Arcybiskup senior diecezji warszawsko-praskiej podkreślił, że Maryja jest nie tylko Matką, ale i Królową, a więc najwyższym autorytetem, który ukazuje drogę do Boga. – Ona nieustannie uczy nas jak odpowiadać Panu swoje „fiat” i służyć innym, stając się narzędziem w Bożych rękach – powiedział abp Hoser.
Wesprzyj nas już teraz!
Nawiązując do ponad tysiącletniej historii Polski podkreślił, że Maryja towarzyszyła kolejnym pokoleniem rodaków. – Ponad 600-letnia obecność Jasnogórskiego Wizerunku jest namacalnym świadectwem Jej uczestnictwa w naszych dziejach naznaczonych zarówno wielkimi zwycięstwami jak i tragicznymi klęskami. – Ona była z nami w czasie potopu szwedzkiego, który spustoszył nasze ziemie. Towarzyszyła Polakom również w czasach zaborów i w czasie dramatycznej hekatomby, jaką były I i II wojna światowa, w której zostało zabitych ponad 6 mln Polaków – przypomniał hierarcha.

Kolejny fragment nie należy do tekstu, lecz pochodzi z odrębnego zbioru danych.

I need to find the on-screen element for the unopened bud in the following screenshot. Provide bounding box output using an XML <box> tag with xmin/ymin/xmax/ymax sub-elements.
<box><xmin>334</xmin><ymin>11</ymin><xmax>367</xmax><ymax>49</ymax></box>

Abp Hoser podkreślił, że świadectwem głębokiej wiary i żywego związku Polaków z Maryją są szczątki ciał z tamtego okresu. – Ludzie nosili wówczas na swoich piersiach ryngrafy z wizerunkami Matki Bożej, niczym średniowieczni rycerze. Znajdujemy je obecnie z dołach katyńskich. Wielu z nich, w tym również Żołnierze Wyklęci, umierali z imieniem Maryi na ustach, przyzywając Jej orędownictwa – powiedział abp Hoser. Przypomniał, że w modlitwie Pozdrowienia Anielskiego błagamy Matkę Bożą o pomoc w chwili śmierci. – Ona zawsze była naszą Matką i naszą Królową – podkreślił arcybiskup senior.